Joint Pathology Center

Veterinary Pathology Services

Wednesday Slide Conference


Conference 7

9 October 2019


Conference Moderator:

Dr. John Cullen, VMD, PhD, DACVP, FIAT
Professor, Anatomic Pathology
College of Veterinary Medicine
North Carolina State University
Raleigh, North Carolina


CASE IV: 19-117 (JPC 4134512).


Signalment: 15-year-old, castrated male, Quarter Horse (Equus caballus)


History: This horse presented to ambulatory service with an acute onset of illness. Clinical examination revealed a normal respiratory rate, normal heart rate and a temperature of 100.7 oF. There was severe icterus and dark brown urine dripped from the penis. Gut sounds were decreased in all 4 quadrants. When moved, the horse collapsed and euthanasia was elected. The horse was not vaccinated. There was no history of feed change, medications, travel or exposure to toxins.



Gross Pathology: Gross examination revealed a carcass in good nutritional condition with no evidence of dehydration and moderate autolysis. Dark red urine dripped from the prepuce. There was diffuse and severe icterus.

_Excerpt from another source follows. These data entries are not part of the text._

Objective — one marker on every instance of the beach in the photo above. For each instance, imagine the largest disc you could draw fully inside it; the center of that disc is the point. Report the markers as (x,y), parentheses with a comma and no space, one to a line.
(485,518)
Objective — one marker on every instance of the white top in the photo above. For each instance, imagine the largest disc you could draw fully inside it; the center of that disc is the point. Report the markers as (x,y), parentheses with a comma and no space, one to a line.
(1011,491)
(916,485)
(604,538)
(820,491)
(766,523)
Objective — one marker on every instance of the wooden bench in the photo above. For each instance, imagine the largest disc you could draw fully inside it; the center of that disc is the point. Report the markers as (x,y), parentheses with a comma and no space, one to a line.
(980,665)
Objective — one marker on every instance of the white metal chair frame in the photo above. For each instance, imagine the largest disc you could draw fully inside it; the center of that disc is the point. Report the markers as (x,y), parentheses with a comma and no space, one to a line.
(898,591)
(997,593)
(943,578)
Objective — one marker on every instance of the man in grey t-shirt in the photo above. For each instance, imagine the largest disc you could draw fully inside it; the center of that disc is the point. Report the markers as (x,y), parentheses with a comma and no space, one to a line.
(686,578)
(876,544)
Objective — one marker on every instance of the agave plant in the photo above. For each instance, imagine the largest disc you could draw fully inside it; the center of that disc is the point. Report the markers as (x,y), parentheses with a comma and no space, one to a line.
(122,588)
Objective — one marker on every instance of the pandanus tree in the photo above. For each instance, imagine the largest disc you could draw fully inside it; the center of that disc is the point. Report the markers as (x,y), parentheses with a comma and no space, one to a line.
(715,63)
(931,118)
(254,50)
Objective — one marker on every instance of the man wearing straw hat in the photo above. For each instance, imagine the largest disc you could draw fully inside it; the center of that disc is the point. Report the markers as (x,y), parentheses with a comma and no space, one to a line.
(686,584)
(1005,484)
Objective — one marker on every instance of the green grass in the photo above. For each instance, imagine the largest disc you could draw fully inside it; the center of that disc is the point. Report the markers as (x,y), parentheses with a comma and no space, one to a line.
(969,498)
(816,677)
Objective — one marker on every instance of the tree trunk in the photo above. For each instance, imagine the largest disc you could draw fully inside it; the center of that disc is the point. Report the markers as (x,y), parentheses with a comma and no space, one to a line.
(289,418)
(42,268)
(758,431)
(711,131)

A scant amount of serosanguinous fluid was noted in the peritoneum. The liver was small and flaccid weighing 3.8 kg or 0.7% body weight (normal range 1.2-1.5%). On section, an enhanced reticular pattern was noted. The small intestinal content was hemorrhagic. The urinary bladder was filled with dark red urine and the discoloration did not clear following centrifugation (pigmenturia). There was diffuse splenic congestion consistent with barbiturate euthanasia.


Laboratory results: PCR was positive for equine parvovirus (EqPV-H). PCR was negative for equine pegivirus (EPgV), non-primate hepacivirus (NPHV) or equine hepacivirus and Theiler’s disease-associated virus (TDAV). PCR was negative for Leptospira species.

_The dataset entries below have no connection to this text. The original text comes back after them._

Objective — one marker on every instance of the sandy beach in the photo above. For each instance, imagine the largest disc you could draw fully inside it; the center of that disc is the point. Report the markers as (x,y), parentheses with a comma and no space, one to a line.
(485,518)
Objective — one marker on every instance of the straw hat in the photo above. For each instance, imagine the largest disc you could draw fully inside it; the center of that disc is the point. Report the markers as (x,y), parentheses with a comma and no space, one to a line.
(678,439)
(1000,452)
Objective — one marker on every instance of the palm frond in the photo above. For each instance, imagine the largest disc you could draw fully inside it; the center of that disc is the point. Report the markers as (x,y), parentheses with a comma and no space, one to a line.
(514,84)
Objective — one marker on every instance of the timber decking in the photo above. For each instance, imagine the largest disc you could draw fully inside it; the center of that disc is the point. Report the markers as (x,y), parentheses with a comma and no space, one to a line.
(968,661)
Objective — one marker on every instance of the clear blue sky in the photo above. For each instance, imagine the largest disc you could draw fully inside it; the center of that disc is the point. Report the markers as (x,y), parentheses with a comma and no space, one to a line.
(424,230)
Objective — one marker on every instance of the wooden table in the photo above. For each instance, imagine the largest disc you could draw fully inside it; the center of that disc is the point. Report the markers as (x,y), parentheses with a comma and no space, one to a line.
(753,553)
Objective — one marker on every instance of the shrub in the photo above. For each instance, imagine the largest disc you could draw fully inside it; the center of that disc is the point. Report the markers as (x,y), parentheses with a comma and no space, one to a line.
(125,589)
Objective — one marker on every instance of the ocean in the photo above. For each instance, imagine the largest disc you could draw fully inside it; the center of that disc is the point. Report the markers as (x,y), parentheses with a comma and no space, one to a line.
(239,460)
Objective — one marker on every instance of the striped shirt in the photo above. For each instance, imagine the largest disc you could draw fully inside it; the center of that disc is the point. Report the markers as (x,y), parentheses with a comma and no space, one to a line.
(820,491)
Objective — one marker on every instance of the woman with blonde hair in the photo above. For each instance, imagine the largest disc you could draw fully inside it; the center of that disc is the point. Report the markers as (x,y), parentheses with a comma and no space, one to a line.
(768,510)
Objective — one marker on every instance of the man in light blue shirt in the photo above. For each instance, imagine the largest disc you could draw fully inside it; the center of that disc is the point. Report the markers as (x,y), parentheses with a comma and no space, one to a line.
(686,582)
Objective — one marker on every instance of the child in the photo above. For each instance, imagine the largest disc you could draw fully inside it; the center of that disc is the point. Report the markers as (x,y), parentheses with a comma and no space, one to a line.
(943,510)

Urine sediment: 11-20 ammonium biurate crystals /hpf




Microscopic Description:


Liver: Four sections are available for examination with varying degrees of autolysis and postmortem bacterial overgrowth. Diffusely, the hepatic lobules are distorted and reduced in size owing to marked loss of centrilobular and midzonal hepatocytes. This is accompanied by stromal collapse and sinusoidal congestion. Individualized periportal hepatocytes remain along the periphery of the lobules. Periportal hepatocytes have abundant cytoplasm containing multiple, large, well-defined vacuoles consistent with macrovesicular fatty change. Large, multinucleated hepatocytes are frequently observed (hepatocellular giant cell or syncytial cell formation). Kupffer cells contain a moderate amount of light brown, granular pigment. The portal units are expanded by minimal fibrosis, infrequent duplication of the bile ducts and a scant infiltrate of mononuclear inflammatory cells including lymphocytes, histiocytes and plasma cells. Copper was not observed on rhodanine stain and a scant amount of iron restricted to the Kupffer cells was noted on Perls’ Prussian blue stain.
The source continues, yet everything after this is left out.